Cyto is right ... but your xenophobia seems to be affecting your judgment as well. Of course immigrants will be using the services offered to all Canadians. Then again, immigrants will be having more children, paying more taxes and hopefully this will cushion the blow from the impending social security disaster.

Posted by: Charles | 2010-08-26 5:22:39 AM


In any modern developed country the overwhelming majority of health care spending is directed toward those over 65. Since in Britain, as in Canada, this population (even with family reunification) is mostly white Old Stock, your argument doesn't hold up. Socialized health care is a bad idea that was introduced by Old Stock Canadians - as I mentioned above. Same in Britain. Or was Nye Bevan a foreigner? Please no silly Welsh jokes.

Giving birth is among the simplest things done in a hospital, for the obvious reason that it is natural. A doctor basically hangs around and makes sure nature takes its course, which it does about 90% of the time. If it wasn't that simple the human species would never have survived this long. Even a Caesarean section is cheap compared to open heart surgery, or a hip replacement.

As for the actual link you provide, it indicates visits to the doctor, not actual health spending. Scores of simple check-ups or prescriptions can cost far less than even a single surgery, in fact they save money by being preventative.

The differences can also be explained very easily by the fact that non-Europeans are younger and have bigger families than native Canadians, so yes parents with children tend to go to the doctor more frequently. Don't begrudge them, they'll be paying your pensions in twenty years time, because the Old Stock didn't reproduce themselves (and whose fault was that?).

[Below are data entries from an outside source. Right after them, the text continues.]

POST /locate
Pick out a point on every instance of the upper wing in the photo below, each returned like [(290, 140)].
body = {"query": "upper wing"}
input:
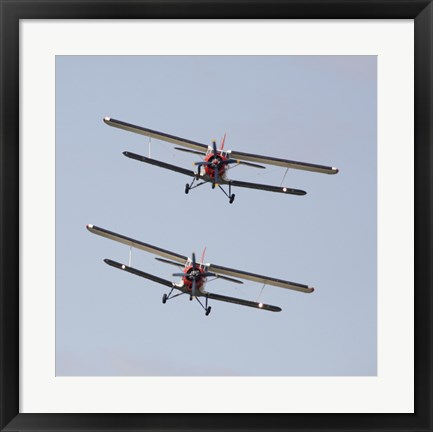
[(234, 154), (155, 134), (243, 302), (280, 189), (261, 279), (283, 162), (137, 244)]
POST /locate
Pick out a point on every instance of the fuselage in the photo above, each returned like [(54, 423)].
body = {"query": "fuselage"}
[(216, 163), (186, 281)]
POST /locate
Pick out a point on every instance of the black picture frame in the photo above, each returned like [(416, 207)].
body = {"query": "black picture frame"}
[(14, 10)]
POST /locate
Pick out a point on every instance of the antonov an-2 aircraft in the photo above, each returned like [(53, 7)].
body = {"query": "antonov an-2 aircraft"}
[(215, 162), (194, 274)]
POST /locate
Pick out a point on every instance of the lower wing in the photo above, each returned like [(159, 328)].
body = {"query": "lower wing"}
[(159, 164), (280, 189), (139, 273), (243, 302)]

You'll also notice that doctor visits fall dramatically for long-term vs recent immigrants. In other words, immigrants from the Third World aren't as healthy as Canadians and may need more visits to the doctor (even keeping in mind the demographic differences I mentioned earlier), but after a few years the divergence narrows considerably. It is very easy to blame someone else, but this is a problem as Canadian as snow.

Posted by: Publius | 2010-08-26 5:48:11 AM

Discussing this issue without commenting on the roles of various health unions and trade associations in deciding standards of practise and division of labor is a dead end street. Throw in the construction of new facilities and the role of "health care services" as "economic drivers" and you begin to understand how the road to hell is paved with good intentions.

Do you think it coincidental that the fastest spending increases are on drugs when the standard physician reference book, The Merck Manual, is published by a drug firm. Are you surprised to learn that on average 5 out of every six new drugs introduced are less effective and at least an order of magnitude more expensive than their patent expired predecessor?

Would it shock you to learn that the entitlement and defned benefit pension schemes do not entertain folks, on average, living beyond their best before dates...what do you think Wall St. thinks about that?

Like vested economic Keynesian orthodoxy, modern medicine orthodoxy persists in spite of overwhelming evidence that there are better ways to produce good results. I'm prepared to bet that bureaucrats and other with their noses firmly in the existing trough are disinclined to see change that puts them on the job hunt. To allude to a post above,"their need to keep slamming back six figures is great, even if their ability to do so is suspect."

If readers here are not familiar with the 1910 Flexner report they should do some reading...the blueprint for disaster we are now following was laid out a century ago by the same "philanthropists" who brought us the Federal Reserve system and market distorting, insider rigged Wall St. system. It is difficult for careful observers to not assume there is an end game in play.

As we see consumption taxes being introduced world wide (HST, VAT) as economies implode and the ranks of the unemployed swell, mere existance will still give the bloated carcass of the State the tools to suck what little wealth we have from us. Will governments cut spending? Will monkeys fly out of my butt?